Etika Baru bagi Indonesia
Indonesia memerlukan sebuah revolusi etika dengan mengembalikan fungsi etika sebagai bentuk pemeliharaan hubungan di antara manusia yang terpusat pada yang lain bukan pada kepentingan diri. Etika sebagai ancuan dalam bertindak dapat menjadi sumber dari berbagai perilaku altruistik dan berioeintasi sosial, yang mengatasi hubungan yang semata-mata ekonomi yang cenderung tidak menciptakan keadalilan. Memberi dan menolong sesama dapat dilakukan kapan saja, bahkan saat tengah kesusahanpun manusia dapat saling membantu. Penerapan kebijakan untuk mendorong perbaikan kesejahteraan, hanyalah menciptakan kondisi yang mendorong orang melakukan tindakan tidak merugikan orang lain atau memberikan keuntungan bagi masyarakat berdasarkan kepentingannya sendiri. Orang membayar pajak yang akan didistribusikan kepada kepentingan masyarkat dilakukan bukan karena sebuah kesadaran untuk membantu sesamanya melainkan agar pemerintah tidak memberikan hukuman. Kebijakan pemerintah hanyalah menjadi tekanan eksternal yang mendorong seseorang menyesuaikan tindakan dengan apa yang diharapkan oleh pemerintah, namun saat kebijakan itu ditarik maka seseorang yang egois akan kembali pada kebiasaan awalnya.

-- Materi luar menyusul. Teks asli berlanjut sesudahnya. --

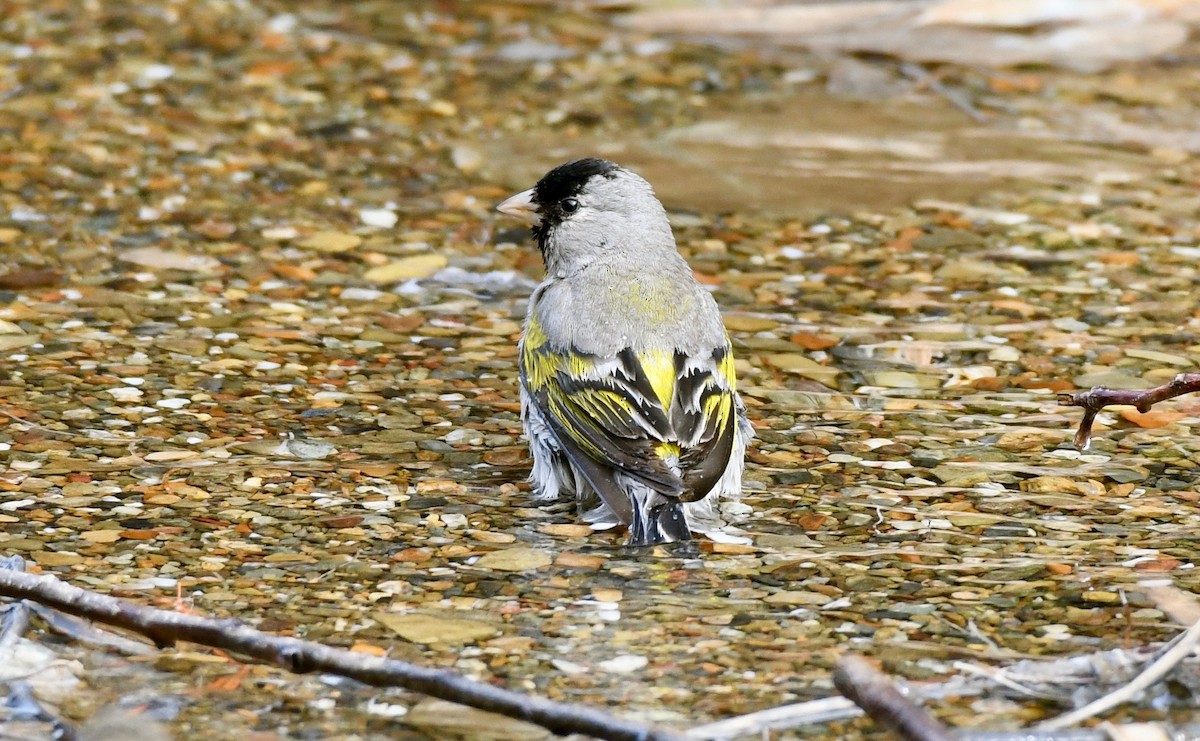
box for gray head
[497,157,678,275]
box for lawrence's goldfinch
[498,158,751,546]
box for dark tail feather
[629,499,691,547]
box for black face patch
[533,157,620,257]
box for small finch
[497,158,751,546]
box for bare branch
[1038,620,1200,730]
[0,568,684,741]
[1058,373,1200,450]
[685,697,863,739]
[833,653,953,741]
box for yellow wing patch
[637,350,676,410]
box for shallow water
[0,2,1200,740]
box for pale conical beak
[496,188,541,227]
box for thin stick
[684,697,863,741]
[1037,620,1200,730]
[0,568,684,741]
[1058,373,1200,450]
[833,653,953,741]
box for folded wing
[521,323,737,524]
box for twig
[684,697,863,741]
[1058,373,1200,450]
[1037,620,1200,730]
[0,555,29,662]
[833,653,952,741]
[0,568,685,741]
[900,62,988,124]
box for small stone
[372,613,499,645]
[450,144,484,175]
[362,254,446,283]
[596,653,650,674]
[359,209,400,229]
[475,548,553,571]
[296,231,362,253]
[763,591,833,607]
[116,247,221,272]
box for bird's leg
[1058,373,1200,450]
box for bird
[497,157,752,547]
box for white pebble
[600,653,650,674]
[359,209,400,229]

Sesungguhnya etika yang diajarkan oleh agama, maupun negara peraturannya dapat mendorong timbulnya kesadaran akan sesama manusia sebagai mahluk yang maha sempurna sebagai cipta Tuhan Yang Maha Kuasa, namun pada pelaksanaannya kesadaran ini raib dan menjadi sebuah prosedural yang dilaksanakan secara dogmatis dan terjebak dalam pelaksanaan mekanistis. Bahwa seorang penjahat harus dihukum, jika perlu disingkirkan karena undang-undang memungkinkan demikian, sekaligus kita menjadikan hukum semata-mata alat untuk menumbuhkan egoisme diri.

Seperti halnya kasus Ceriyati, seorang TKI yang kembali mengalami penyiksaan di Malaysia dan kemudian melarikan diri dengan turun dari gendung apartment hanya dengan menggunakan tali dari kain yang dipilin, sesaar kita mengalihkan perhatian kita padanya, mungkin karena banyak dari kita terkesima atas apa yang tampilankan media massa, yang memperlihatkan mukanya yang lembam. Kita menjadi iba karena efek sensualitas media, namun apakah ini termasuk dapat sebuah sikap etis.

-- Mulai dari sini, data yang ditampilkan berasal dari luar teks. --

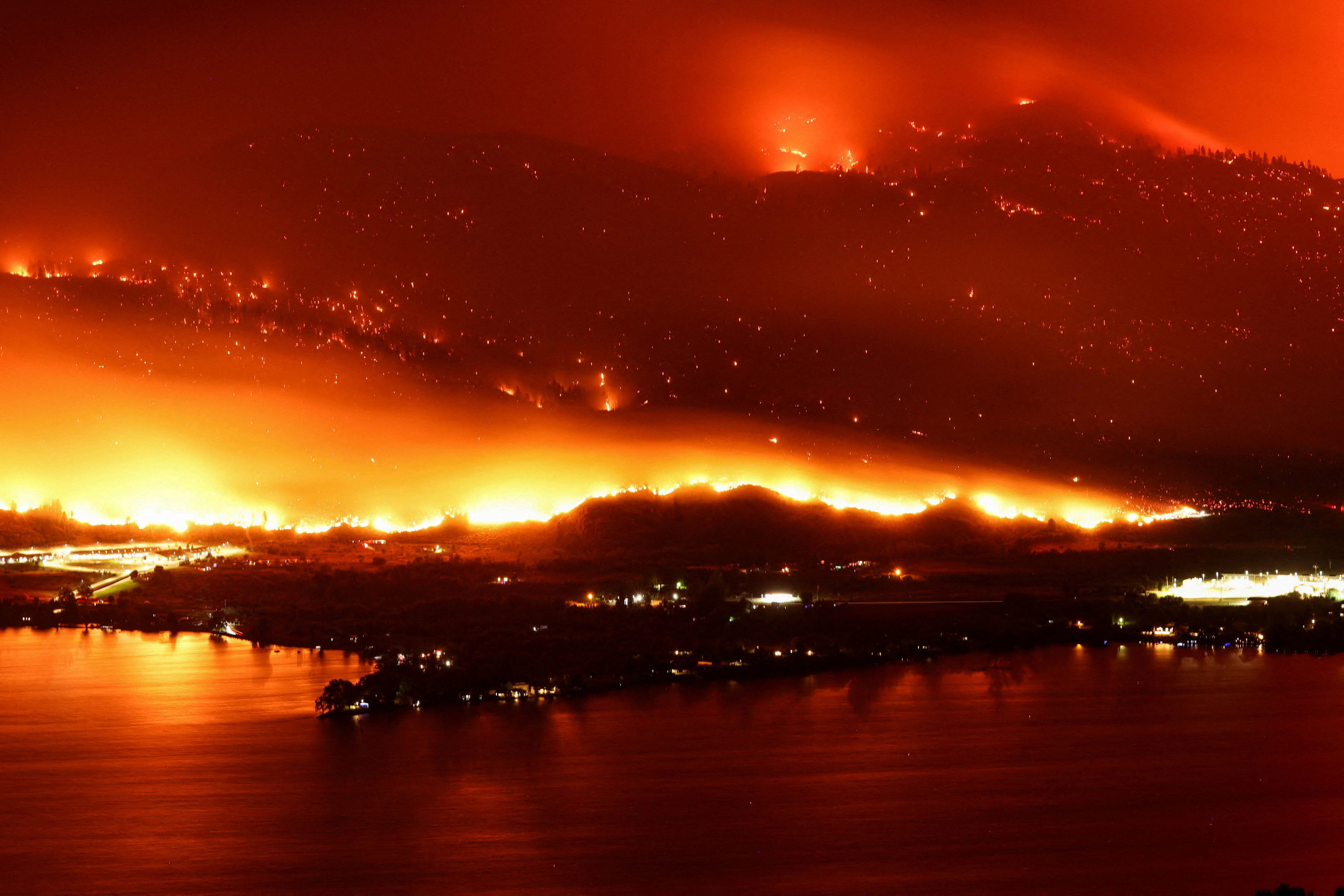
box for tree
[314,678,359,716]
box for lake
[0,629,1344,896]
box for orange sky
[0,0,1344,247]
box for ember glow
[0,1,1344,540]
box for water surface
[0,630,1344,896]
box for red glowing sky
[0,0,1344,237]
[0,0,1344,521]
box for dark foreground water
[0,630,1344,896]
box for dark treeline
[10,551,1344,708]
[8,552,1344,708]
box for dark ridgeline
[7,106,1344,506]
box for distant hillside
[18,110,1344,505]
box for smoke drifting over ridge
[0,3,1340,525]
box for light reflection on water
[0,630,1344,895]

Etika tidak berhubungan dengan rasa iba, karena etika harus berawal dari rasa hormat kita terhadap manusia dan kemanusiaan. Sehingga keperihatinan kita dan dukung terhadap tindakan hukum, bantuan materi atau keterlibatan terlibat dalam tim investigasi seharus tidak timbul secara mendadak hanya karena kita tersentak kaget. Ceriyati mengalami kondisi demikian karena kita selama ini tidak memiliki sikap yang tegas terhadap adanya pengiriman TKI kerja secara ilegal yang tidak dipersiapkan dengan baik, atau adanya orang-orang yang tidak bertanggungjawab mencari orang-orang lugu dan polos untuk dikirim bekerja ke luar negeri untuk dieksploitir. Atas nama kemanusiaan kita patut bersikap dan bertidak terhadap segala bentuk dehumanisasi. Dan dehumanisasi tidak saja dialami oleh Cayati, bahwa ada jutaan orang di Indonesia mengalami gizi buruk, tidak memiliki tempat tinggal, ada banyak orang yang harus tergilas oleh mesin-mesin kekuasaan, pedagang-pedagang yang digusur demi keindahan kota, pemilik tanah yang harus kehilangan hak demi kepentingan pengusaha-pengusaha serakah. Indonesia seolah menjadi negara dimana prinsip utilitarian dilembagakan meskipun yang menetapkan apa yang benar bukan mayoritas masyarakat melainkan para pengusa dan mereka yang kaya.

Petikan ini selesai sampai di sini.